Os termos do contrato são fixos e uma vez gerado o código eles só podem ser revertidos com a anulação do próprio contrato ( como na função hash). O processo todo dos contratos segundo Szabo é bastante simples. As partes delimitam os termos do contrato e então esse é codificado e enviado a uma servidor para validação. Após a validação, os termos do contrato se tornam imutáveis e as partes não podem voltar para trás sem correr a sanção de perder todos os seus ativos. Depois os ativos envolvidos na transação são tornados paralisados pelo sistema e nenhuma movimentação em seus bits pode ser feita sem ser tipificada como quebra contratual. Então o código começa o processo de execução buscando informações em fontes de dados (oracles) sobre a situação dos bens e pessoas das partes. Após isso o contrato é finalizado e os termos cumpridos. Szabo chama as etapas desse processo de Criar, Congelar, Executar e Finalizar.
Perceberam alguma aqui? Os termos e conceitos usados até o momento para explicar o blockchain pouco tem relação com áreas financeiras. São termos legais. Contrato, assinatura, provas, identidades, etc. E aqui está a verdadeira mágica da tecnologia blockchain. Suas implicações para a organização das sociedades humanas são bem mais profundas do que aparentam.
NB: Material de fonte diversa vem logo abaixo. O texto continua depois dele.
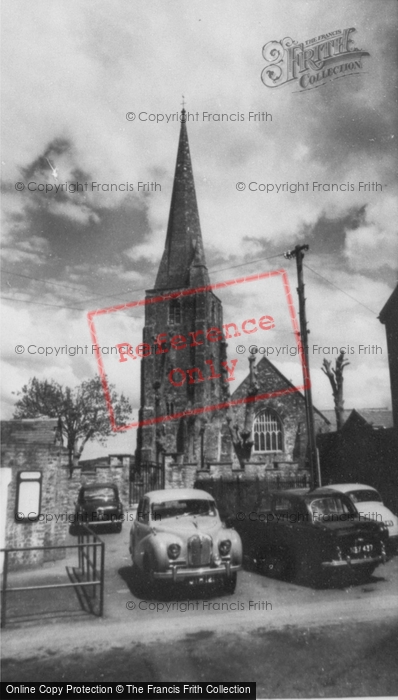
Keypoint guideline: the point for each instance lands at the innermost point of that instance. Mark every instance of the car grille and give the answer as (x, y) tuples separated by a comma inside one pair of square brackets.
[(199, 550)]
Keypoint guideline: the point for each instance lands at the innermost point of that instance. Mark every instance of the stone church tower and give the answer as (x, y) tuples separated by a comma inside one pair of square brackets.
[(187, 369)]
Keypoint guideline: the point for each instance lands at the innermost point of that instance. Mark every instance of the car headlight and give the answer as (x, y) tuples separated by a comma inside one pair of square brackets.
[(173, 550), (224, 547)]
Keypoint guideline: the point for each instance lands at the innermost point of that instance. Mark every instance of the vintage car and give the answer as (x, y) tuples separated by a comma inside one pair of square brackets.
[(99, 505), (178, 536), (370, 506), (305, 535)]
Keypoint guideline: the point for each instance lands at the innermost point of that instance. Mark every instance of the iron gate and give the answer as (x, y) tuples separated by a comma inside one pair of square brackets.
[(148, 476)]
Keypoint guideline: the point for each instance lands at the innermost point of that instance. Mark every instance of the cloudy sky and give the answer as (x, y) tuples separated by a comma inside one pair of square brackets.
[(72, 70)]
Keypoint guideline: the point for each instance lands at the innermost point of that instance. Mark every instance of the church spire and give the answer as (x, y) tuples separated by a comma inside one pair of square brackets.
[(183, 263)]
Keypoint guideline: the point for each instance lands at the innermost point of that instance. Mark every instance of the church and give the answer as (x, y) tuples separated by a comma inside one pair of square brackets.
[(188, 426)]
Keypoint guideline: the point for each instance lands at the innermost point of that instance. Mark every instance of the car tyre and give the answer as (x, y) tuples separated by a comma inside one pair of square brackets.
[(230, 583), (273, 565)]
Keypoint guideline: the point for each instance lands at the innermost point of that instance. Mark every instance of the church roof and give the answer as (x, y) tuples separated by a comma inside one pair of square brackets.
[(183, 263), (263, 367)]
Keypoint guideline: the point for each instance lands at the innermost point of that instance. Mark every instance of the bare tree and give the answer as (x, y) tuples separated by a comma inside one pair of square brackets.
[(82, 412), (335, 376)]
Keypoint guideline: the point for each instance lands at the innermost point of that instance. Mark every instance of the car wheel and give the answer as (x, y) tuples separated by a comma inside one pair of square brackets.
[(230, 583), (273, 564)]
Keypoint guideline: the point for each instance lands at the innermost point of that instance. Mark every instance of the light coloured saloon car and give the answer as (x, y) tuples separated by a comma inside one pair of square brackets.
[(178, 535), (370, 506)]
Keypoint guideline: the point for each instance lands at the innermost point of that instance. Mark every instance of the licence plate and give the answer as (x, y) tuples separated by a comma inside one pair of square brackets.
[(361, 548), (201, 579)]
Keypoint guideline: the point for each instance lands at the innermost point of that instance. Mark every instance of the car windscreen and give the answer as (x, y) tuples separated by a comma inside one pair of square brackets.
[(362, 495), (330, 506), (106, 493), (174, 509)]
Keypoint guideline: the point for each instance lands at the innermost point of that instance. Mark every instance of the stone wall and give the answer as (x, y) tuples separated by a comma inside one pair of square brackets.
[(29, 445)]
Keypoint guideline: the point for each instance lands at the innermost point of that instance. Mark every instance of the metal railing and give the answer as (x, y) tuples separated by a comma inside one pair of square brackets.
[(87, 578)]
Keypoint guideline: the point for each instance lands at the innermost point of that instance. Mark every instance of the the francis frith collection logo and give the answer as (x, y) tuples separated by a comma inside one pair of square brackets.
[(313, 62)]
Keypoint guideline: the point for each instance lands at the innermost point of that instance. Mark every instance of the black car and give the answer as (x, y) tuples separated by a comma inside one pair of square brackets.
[(305, 535), (99, 504)]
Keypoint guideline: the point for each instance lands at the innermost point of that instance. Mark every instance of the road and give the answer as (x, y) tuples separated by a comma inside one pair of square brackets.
[(292, 640)]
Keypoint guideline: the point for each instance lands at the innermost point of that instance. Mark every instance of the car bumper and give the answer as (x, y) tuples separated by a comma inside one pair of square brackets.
[(348, 562), (176, 572), (392, 545), (112, 519)]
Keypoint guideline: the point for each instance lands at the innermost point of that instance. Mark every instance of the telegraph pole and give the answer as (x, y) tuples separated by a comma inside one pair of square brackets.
[(298, 253)]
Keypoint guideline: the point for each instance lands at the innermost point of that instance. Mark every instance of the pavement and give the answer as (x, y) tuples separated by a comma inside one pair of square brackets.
[(274, 632)]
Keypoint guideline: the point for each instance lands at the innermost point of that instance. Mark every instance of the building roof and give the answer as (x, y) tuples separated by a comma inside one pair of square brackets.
[(183, 264), (33, 431), (378, 417), (390, 307), (284, 380)]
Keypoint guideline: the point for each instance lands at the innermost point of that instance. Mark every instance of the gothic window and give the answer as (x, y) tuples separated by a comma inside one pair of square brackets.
[(29, 486), (174, 312), (267, 432)]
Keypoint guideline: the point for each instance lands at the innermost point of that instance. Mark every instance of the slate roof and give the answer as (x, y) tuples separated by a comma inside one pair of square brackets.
[(33, 431), (378, 417)]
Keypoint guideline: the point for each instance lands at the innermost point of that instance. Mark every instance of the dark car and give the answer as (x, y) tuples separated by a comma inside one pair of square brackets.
[(99, 504), (305, 535)]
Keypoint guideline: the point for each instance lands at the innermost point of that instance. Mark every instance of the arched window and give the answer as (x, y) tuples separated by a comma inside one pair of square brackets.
[(267, 432), (174, 312)]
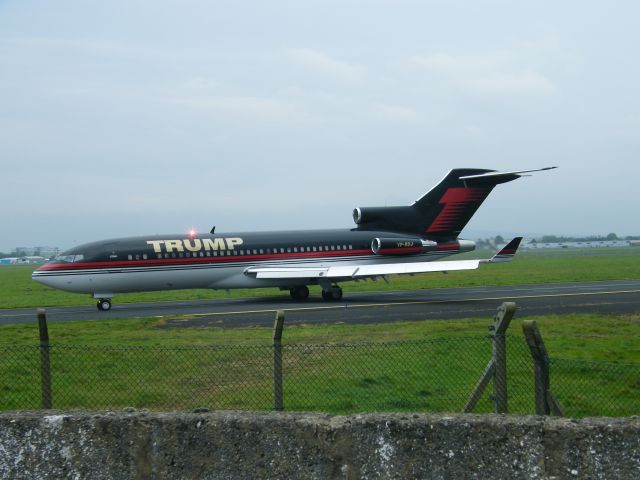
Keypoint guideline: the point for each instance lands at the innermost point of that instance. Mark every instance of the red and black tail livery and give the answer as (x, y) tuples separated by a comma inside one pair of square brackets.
[(443, 211)]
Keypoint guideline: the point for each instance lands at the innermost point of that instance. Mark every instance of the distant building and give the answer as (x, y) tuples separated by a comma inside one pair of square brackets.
[(591, 244), (37, 251)]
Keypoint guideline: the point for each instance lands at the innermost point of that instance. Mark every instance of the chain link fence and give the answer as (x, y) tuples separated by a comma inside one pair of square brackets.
[(432, 375)]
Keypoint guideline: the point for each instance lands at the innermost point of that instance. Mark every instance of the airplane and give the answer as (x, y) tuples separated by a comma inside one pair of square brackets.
[(385, 241)]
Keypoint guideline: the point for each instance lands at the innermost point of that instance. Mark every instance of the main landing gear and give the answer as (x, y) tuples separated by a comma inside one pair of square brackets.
[(334, 294), (104, 304)]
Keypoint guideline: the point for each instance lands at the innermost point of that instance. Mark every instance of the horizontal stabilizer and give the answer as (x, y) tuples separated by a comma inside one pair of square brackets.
[(504, 174), (507, 253)]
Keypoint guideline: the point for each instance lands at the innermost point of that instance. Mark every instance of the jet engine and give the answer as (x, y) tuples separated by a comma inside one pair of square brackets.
[(401, 246)]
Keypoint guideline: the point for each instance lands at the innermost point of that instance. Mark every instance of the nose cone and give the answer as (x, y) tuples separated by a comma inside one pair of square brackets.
[(40, 276)]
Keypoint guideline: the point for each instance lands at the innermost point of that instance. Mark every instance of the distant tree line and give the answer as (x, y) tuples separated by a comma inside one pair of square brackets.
[(491, 243)]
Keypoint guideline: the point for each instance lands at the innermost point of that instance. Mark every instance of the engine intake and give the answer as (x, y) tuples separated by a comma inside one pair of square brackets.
[(401, 246)]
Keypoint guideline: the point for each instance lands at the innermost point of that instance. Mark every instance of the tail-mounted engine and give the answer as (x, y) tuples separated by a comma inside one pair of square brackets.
[(401, 246)]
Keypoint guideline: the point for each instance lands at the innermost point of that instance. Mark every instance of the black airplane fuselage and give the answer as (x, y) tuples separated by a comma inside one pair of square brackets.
[(386, 241)]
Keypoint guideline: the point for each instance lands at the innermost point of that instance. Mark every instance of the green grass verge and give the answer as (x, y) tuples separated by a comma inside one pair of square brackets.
[(18, 290), (404, 366)]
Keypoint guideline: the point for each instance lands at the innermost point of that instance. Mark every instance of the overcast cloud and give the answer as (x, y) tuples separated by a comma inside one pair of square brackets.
[(123, 118)]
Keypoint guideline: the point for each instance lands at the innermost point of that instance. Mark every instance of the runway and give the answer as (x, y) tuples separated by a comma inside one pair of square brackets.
[(611, 297)]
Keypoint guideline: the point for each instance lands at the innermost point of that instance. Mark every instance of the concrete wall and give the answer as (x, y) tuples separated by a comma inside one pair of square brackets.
[(284, 445)]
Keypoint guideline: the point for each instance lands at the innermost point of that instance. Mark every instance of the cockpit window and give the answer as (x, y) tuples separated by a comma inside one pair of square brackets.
[(68, 258)]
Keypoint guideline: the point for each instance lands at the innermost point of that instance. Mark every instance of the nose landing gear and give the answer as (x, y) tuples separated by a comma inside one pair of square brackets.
[(104, 304), (333, 294)]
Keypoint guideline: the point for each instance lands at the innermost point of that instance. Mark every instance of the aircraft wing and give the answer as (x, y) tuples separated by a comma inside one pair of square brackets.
[(355, 272), (361, 271)]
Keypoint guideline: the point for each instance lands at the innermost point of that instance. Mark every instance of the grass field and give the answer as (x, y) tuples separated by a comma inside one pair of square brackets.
[(334, 368), (18, 290)]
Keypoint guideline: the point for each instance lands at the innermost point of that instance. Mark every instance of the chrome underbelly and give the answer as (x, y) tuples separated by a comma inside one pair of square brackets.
[(174, 277)]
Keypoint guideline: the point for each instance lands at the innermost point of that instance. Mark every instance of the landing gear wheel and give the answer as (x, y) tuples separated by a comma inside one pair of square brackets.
[(299, 293), (335, 294), (104, 304)]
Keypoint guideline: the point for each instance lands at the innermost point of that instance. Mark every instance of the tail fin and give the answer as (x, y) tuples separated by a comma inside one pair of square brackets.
[(448, 207)]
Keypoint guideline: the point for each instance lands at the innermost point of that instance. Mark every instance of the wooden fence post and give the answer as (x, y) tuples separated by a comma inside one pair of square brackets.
[(496, 369), (545, 401), (45, 364), (278, 401)]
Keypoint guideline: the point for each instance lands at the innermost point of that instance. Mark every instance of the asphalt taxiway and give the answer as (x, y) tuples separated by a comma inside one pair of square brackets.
[(611, 297)]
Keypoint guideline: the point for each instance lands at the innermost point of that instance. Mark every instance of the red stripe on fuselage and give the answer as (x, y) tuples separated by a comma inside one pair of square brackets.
[(157, 262)]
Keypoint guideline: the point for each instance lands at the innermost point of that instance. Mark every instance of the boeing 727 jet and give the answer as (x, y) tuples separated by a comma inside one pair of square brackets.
[(385, 241)]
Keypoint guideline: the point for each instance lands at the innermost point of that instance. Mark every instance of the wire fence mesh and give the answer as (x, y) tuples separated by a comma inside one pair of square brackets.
[(434, 375)]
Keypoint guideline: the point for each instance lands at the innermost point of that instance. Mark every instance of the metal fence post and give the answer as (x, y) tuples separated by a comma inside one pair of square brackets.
[(506, 311), (278, 401), (45, 364), (545, 401), (496, 369)]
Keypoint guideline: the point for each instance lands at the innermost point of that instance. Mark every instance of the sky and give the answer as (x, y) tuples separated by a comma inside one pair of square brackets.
[(125, 118)]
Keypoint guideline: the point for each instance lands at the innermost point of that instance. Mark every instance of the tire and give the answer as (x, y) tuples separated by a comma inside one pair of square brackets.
[(104, 304), (300, 293)]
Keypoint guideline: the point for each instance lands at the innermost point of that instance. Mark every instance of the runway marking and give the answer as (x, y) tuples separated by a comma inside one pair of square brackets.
[(417, 302)]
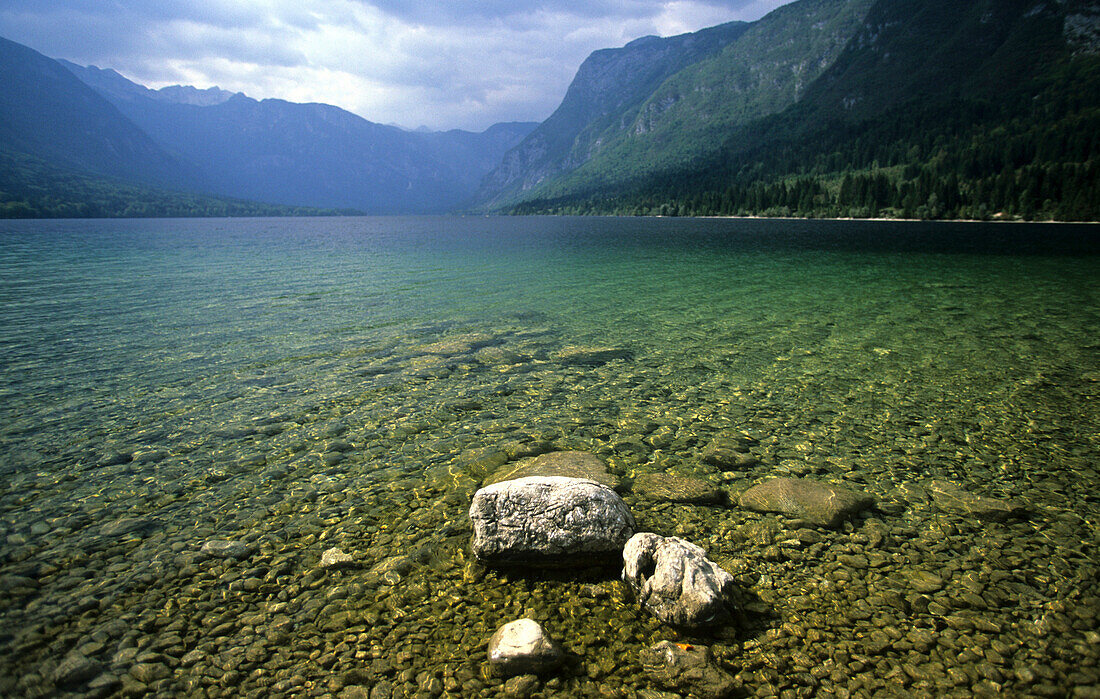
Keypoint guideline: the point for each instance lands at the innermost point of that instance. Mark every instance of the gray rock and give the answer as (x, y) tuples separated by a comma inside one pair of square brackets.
[(521, 687), (336, 558), (675, 581), (568, 463), (816, 502), (549, 521), (587, 356), (74, 669), (128, 527), (728, 455), (950, 498), (224, 548), (671, 488), (686, 668), (457, 345), (149, 673), (523, 647)]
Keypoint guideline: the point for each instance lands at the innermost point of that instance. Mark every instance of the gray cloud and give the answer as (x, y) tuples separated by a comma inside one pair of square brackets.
[(441, 63)]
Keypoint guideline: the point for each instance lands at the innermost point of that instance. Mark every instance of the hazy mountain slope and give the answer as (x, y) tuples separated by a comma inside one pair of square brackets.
[(47, 113), (934, 109), (110, 82), (760, 69), (34, 188), (606, 93), (311, 154)]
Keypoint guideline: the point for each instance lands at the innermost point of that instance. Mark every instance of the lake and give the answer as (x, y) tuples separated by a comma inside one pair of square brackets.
[(293, 385)]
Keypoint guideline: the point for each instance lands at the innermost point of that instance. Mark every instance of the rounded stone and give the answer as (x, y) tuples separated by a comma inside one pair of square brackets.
[(523, 647)]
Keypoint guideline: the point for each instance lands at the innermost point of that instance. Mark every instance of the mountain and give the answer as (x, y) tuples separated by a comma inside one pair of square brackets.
[(47, 115), (111, 82), (307, 154), (931, 109), (657, 113), (606, 94)]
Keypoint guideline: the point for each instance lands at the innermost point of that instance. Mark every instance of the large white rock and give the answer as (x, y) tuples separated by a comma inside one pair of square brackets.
[(675, 581), (549, 520), (523, 647)]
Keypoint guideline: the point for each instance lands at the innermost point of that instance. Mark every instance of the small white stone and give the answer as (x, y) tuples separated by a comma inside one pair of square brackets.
[(523, 647), (222, 548), (336, 558)]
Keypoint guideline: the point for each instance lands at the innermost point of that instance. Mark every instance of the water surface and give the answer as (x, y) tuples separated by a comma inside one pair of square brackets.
[(297, 384)]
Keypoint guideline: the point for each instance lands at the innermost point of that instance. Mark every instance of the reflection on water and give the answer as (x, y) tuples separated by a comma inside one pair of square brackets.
[(307, 383)]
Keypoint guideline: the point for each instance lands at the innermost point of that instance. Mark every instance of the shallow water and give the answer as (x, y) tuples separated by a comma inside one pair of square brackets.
[(298, 384)]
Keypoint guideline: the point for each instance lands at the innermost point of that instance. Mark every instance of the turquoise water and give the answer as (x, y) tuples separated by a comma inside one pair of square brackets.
[(305, 383)]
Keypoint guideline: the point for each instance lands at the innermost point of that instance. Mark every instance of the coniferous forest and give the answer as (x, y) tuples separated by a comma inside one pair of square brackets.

Segundo Davidson et al(2017), blockchains, sobretudo a Ethereum, não são simplesmente uma nova tecnologia para organização dos mercados, mas um tipo totalmente novo de economia e organização social. Se o bitcoin foi a realização dos sonhos hayekianos de uma descentralização monetária, o blockchain é a realização dos sonhos de construção de uma ordem espontânea; no sentido de que o blockchain é uma organização auto-governada que consegue fazer coordenação de direitos de propriedade, a governança de domínios comuns e detém as propriedades constitucionais de um estado.
Partindo da visão da economia dos custos de transação de Coase-Williamson, o blockchain colapsa o argumento para a existência de hierarquias organizacionais( como corporações ou o estado), pois ele soluciona o problema do oportunismo.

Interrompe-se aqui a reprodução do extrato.